The interesting question is whether the asset allocation of a typical default fund suits members at any age.
Age is clearly a powerful filter for investment decision-making. Financial advisers are prone to say that if they had to build a financial plan based only on one piece of information that your age would be that critical data point.
So consider two super fund members. One is 25 years old and has started their first full-time job, the other has just celebrated their 64th birthday and is planning their life after full-time work about a year from now.
Both are invested in the same fund's default balanced option and therefore have exactly the same asset allocation for their super savings.
Yet our 25-year-old has an investment horizon that could feasibly stretch over 70 years. Our near retiree realistically has a time horizon in the 20-30 year range.
And along with their age difference is their ability to recover from severe market shocks like a global financial crisis. For the 25-year-old a GFC like event would barely show up as a blip on their fund's performance chart as they approach retirement in 50 years time. For the 64-year-old the consequences and impact of a GFC event on their retirement lifestyle could be much more immediate and dramatic as they enter the drawdown years.

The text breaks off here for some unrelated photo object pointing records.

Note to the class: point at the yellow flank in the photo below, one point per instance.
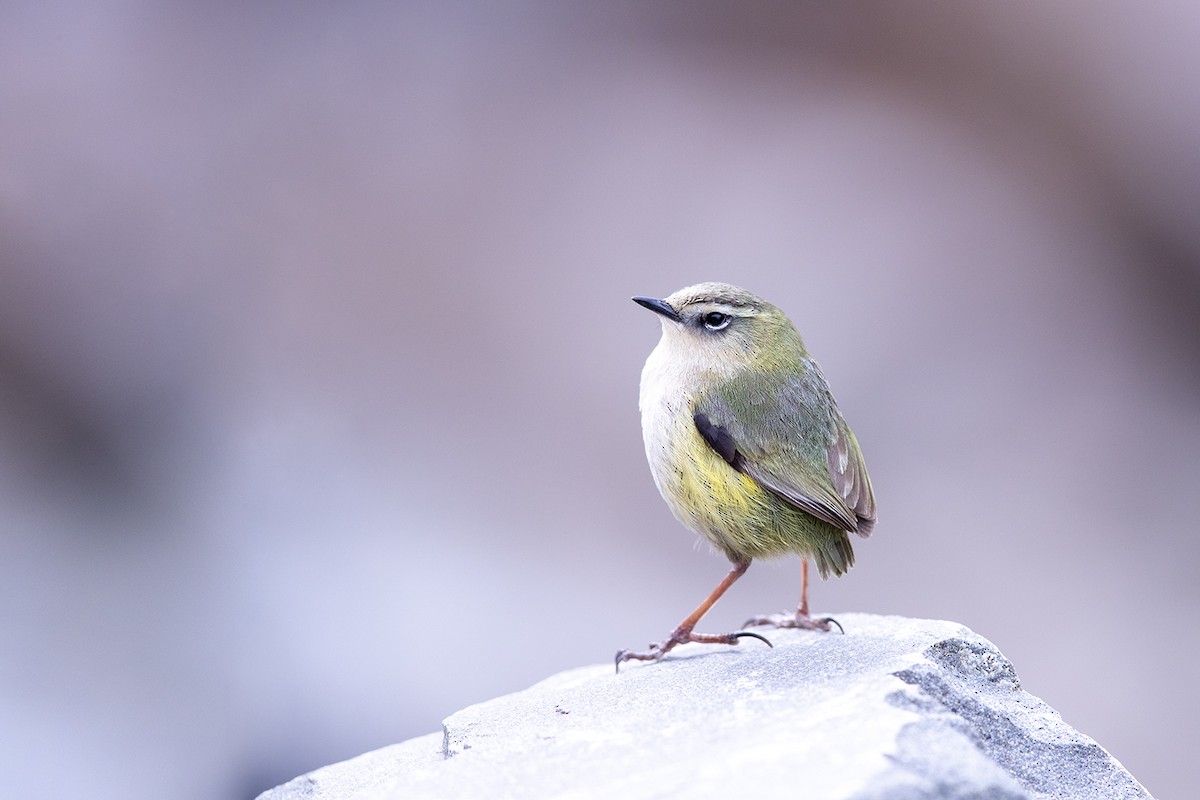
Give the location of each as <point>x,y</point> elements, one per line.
<point>730,509</point>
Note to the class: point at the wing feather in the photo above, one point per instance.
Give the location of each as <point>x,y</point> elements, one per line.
<point>789,435</point>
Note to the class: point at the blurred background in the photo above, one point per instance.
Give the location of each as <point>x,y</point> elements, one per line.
<point>318,371</point>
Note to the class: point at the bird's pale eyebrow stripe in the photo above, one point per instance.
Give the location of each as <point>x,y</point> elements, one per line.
<point>721,307</point>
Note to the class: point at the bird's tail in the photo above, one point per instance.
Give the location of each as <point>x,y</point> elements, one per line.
<point>835,554</point>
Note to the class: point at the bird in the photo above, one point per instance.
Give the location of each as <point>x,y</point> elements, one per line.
<point>748,447</point>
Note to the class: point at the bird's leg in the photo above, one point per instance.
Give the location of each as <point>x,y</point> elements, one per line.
<point>801,618</point>
<point>684,632</point>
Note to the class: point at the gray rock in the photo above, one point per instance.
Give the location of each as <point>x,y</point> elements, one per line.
<point>897,709</point>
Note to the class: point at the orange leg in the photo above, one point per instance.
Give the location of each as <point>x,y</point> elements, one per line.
<point>684,632</point>
<point>801,618</point>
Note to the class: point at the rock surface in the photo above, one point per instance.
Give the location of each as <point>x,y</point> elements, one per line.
<point>895,709</point>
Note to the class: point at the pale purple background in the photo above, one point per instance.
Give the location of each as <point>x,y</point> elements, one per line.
<point>318,371</point>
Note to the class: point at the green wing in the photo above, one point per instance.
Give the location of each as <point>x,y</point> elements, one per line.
<point>787,434</point>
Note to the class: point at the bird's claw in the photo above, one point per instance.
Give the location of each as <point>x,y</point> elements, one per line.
<point>659,649</point>
<point>802,621</point>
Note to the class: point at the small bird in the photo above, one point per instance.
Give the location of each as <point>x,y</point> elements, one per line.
<point>748,447</point>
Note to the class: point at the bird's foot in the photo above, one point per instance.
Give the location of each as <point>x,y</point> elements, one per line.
<point>681,635</point>
<point>797,620</point>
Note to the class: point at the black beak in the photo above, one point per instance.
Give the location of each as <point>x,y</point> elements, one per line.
<point>659,307</point>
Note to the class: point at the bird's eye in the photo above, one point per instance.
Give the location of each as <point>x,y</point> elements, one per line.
<point>715,320</point>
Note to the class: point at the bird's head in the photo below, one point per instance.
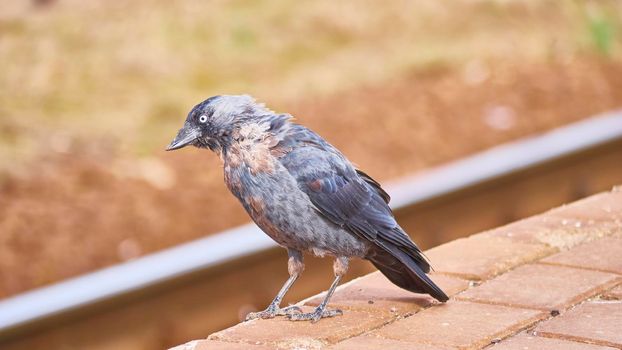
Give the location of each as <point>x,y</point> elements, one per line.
<point>211,123</point>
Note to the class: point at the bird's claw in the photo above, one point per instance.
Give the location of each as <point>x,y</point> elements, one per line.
<point>273,311</point>
<point>314,316</point>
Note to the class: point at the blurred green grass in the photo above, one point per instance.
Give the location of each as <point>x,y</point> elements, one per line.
<point>130,71</point>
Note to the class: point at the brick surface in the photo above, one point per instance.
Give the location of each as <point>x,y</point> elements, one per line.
<point>218,345</point>
<point>604,254</point>
<point>375,291</point>
<point>460,324</point>
<point>567,226</point>
<point>525,341</point>
<point>540,286</point>
<point>614,293</point>
<point>370,342</point>
<point>591,322</point>
<point>481,257</point>
<point>284,333</point>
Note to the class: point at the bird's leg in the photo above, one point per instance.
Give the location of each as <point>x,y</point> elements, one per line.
<point>340,267</point>
<point>295,265</point>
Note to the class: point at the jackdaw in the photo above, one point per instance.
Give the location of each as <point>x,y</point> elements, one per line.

Now each person can choose to move away from the default by opting for one of the other risk-based portfolios – typically ranging from conservative or stable to high growth – and align their asset allocation more closely with age and therefore risk profile.
But human nature being what it is most people do not do that.
A new generation of default options are emerging in the Australian market where the asset allocation is driven by the age of the member rather than targeting a certain level of risk for the portfolio investment mix.
So-called target-date or lifecycle funds are increasingly becoming the dominant choice for default portfolios in markets like the US 401(k) system which is comparable to our own defined contribution superannuation system.
Vanguard in the US is a major provider of 401(k) record-keeping and investment services and has seen the use of target-date funds rise from about 2% back in 2005 to about 40% in 2014 and forecasts that 63% of members in the 401(k) plans will be invested in them by 2019.
It must be said that the Australian system's starting point of investing in default funds taking a balanced portfolio approach was much better than the US system where a money market or cash fund was a common default.
A number of different methodologies have been developed for the target-date approach. Vanguard's approach is to segment investors into four distinct phases.
Phase 1 includes younger investors (under 40) where a higher allocation to equities – around 90 per cent - is used. Phase 2 sees the asset allocation move to a 50/50 split between growth and income investments for people aged 41-65 which is much more akin to current balanced defaults.
Phase 3 is when investors are in the early years of retirement and again the asset allocation to riskier assets is reduced, while phase 4 is when members are in the later stages of retirement although there remains a modest exposure to equities within the portfolio.
The target-date approach is simply providing an automatic approach to dialing down market risk as the member ages and recognising that capital preservation increases in importance as we get older and particularly after we have stopped full-time work.
Self-managed super fund trustees may question how relevant these types of default options are to them but the same challenges apply. The aim is avoid extreme asset allocation decisions – either too aggressive or overly conservative – and the impact of poor portfolio construction because of inadequate diversification.